One could do a study of the ideological reception of this text simply by ways of its translation from German into English. For example, the link provided above, hosted by Columbia University, translates the German Unmündigkeit as ‘nonage’ the old fashioned word for immaturity. Whereas the Marxist.org archive opts for the less common, but more politically toned term, ‘minority’.
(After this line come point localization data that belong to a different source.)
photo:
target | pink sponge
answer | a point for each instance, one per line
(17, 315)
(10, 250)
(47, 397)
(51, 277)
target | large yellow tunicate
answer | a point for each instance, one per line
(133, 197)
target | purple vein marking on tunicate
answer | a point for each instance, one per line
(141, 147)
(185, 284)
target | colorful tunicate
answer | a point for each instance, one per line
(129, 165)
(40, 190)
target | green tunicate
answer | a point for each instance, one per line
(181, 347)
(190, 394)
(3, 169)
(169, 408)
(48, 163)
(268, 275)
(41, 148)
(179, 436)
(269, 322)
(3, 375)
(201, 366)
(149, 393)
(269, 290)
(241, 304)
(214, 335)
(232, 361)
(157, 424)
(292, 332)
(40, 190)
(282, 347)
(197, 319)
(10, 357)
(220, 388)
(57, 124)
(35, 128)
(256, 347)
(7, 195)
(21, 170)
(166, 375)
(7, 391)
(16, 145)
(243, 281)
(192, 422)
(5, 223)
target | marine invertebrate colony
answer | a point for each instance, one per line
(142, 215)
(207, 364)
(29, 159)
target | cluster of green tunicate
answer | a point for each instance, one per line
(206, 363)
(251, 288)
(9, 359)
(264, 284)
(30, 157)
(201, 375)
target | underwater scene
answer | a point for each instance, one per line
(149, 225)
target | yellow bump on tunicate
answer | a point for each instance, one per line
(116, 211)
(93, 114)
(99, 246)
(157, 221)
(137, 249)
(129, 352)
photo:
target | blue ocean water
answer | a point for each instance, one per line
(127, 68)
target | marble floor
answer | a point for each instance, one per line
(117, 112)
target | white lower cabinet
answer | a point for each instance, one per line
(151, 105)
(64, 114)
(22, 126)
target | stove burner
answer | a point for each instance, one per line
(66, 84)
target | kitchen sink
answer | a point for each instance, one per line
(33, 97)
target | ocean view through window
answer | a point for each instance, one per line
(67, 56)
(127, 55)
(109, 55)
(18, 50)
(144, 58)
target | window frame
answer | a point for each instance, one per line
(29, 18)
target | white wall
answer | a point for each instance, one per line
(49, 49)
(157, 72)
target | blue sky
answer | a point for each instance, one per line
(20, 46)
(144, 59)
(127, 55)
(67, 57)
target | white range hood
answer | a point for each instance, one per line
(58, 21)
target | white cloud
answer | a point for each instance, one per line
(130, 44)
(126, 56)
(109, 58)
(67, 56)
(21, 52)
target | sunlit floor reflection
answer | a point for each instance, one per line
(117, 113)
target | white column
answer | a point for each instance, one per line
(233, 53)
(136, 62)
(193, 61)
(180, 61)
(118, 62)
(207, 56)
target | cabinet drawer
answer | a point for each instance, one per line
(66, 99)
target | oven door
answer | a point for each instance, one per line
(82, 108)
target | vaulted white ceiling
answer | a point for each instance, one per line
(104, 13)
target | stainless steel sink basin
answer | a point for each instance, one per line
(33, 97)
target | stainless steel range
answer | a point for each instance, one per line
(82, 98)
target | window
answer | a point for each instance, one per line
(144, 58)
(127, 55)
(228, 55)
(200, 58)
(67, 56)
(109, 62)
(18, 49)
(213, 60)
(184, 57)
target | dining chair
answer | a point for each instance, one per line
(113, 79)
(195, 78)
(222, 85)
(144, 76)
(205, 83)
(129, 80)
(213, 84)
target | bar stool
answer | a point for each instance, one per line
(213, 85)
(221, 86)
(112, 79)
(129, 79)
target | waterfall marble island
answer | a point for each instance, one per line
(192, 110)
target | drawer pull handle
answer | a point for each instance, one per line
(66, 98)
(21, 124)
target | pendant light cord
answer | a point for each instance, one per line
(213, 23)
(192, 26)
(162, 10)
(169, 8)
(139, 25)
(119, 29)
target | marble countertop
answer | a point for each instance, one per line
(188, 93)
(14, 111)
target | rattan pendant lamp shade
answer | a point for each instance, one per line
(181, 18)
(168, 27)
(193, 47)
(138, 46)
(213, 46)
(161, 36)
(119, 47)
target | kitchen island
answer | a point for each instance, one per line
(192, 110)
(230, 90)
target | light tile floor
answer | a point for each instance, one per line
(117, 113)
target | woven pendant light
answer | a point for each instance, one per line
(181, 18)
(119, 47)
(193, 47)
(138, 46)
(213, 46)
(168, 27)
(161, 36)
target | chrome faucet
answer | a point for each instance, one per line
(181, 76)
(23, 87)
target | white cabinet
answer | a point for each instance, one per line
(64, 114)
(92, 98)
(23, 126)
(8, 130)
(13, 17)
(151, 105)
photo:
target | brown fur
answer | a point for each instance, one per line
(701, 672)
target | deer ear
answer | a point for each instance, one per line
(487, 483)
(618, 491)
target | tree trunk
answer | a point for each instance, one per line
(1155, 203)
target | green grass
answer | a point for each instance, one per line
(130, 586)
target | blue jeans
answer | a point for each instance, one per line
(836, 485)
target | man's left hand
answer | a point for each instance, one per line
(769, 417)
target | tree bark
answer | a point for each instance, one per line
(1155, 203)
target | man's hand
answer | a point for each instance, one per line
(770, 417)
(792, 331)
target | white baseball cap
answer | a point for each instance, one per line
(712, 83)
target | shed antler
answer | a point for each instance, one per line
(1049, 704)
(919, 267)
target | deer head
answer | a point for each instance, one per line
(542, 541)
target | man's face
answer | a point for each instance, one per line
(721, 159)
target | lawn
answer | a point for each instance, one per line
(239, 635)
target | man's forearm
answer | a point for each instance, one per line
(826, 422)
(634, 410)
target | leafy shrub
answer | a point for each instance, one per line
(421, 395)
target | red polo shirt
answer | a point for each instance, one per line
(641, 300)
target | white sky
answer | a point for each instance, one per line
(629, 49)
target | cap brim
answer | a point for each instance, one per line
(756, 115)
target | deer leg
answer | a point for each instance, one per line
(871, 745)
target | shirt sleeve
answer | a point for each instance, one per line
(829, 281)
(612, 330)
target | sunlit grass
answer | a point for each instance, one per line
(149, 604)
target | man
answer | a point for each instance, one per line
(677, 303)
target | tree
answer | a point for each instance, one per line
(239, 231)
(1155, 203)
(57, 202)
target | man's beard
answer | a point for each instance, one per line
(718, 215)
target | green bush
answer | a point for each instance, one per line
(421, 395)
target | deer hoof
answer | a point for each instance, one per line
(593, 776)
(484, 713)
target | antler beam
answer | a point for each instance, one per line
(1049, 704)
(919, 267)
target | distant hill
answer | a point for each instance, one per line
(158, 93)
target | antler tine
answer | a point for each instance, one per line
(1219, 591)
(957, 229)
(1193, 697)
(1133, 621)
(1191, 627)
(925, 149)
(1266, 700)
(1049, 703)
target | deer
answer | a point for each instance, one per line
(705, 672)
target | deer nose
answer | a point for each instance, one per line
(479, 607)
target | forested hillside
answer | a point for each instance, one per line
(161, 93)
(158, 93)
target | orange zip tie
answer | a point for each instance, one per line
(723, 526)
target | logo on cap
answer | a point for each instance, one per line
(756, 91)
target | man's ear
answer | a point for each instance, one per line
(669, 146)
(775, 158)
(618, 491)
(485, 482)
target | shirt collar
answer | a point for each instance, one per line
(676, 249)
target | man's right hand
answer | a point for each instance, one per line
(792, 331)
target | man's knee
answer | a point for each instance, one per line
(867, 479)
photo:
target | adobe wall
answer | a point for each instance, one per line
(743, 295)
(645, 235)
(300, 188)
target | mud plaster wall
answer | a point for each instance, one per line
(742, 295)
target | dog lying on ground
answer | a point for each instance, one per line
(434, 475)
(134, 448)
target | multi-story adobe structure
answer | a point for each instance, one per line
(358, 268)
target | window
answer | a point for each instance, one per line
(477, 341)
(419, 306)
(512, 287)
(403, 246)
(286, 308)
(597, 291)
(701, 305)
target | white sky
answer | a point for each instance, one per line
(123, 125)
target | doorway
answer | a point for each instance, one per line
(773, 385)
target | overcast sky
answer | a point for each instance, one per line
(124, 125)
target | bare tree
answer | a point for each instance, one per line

Many of these questions of reception are of course touched upon in Foucault’s famous text of the same name and I think in the humanity and social sciences we have almost come to accept Foucault as the last word on the issues of social justice, and injustice within Kant’s cry to use ones reason publicly. But while Foucault is indispensable for questions of social justice and the conditions put on who can employ their reason, his reading is perhaps inadequate to make sense of our present moment. Because the crisis at the moment in Western democracy is that those who all meet similar conditions, many have studied PPE at Oxford for example, cannot all get along and communicate. For the me, the most interesting thing in revisiting Kant’s ‘What is Enlightenment’ this month, has been the startling realization that Kant presupposes those employing reason will want to work toward the public common welfare. But what if they don’t? What if there are darker, Nietzschean motives inherent in all our attempts at communication whether male and property owning or not? What if popular prejudices are inseparable from our attempts at the common welfare of the public? This is why revisiting Kant’s ‘What is Enlightenment’ is such an insightful intellectual-historical read for the zeitgeist.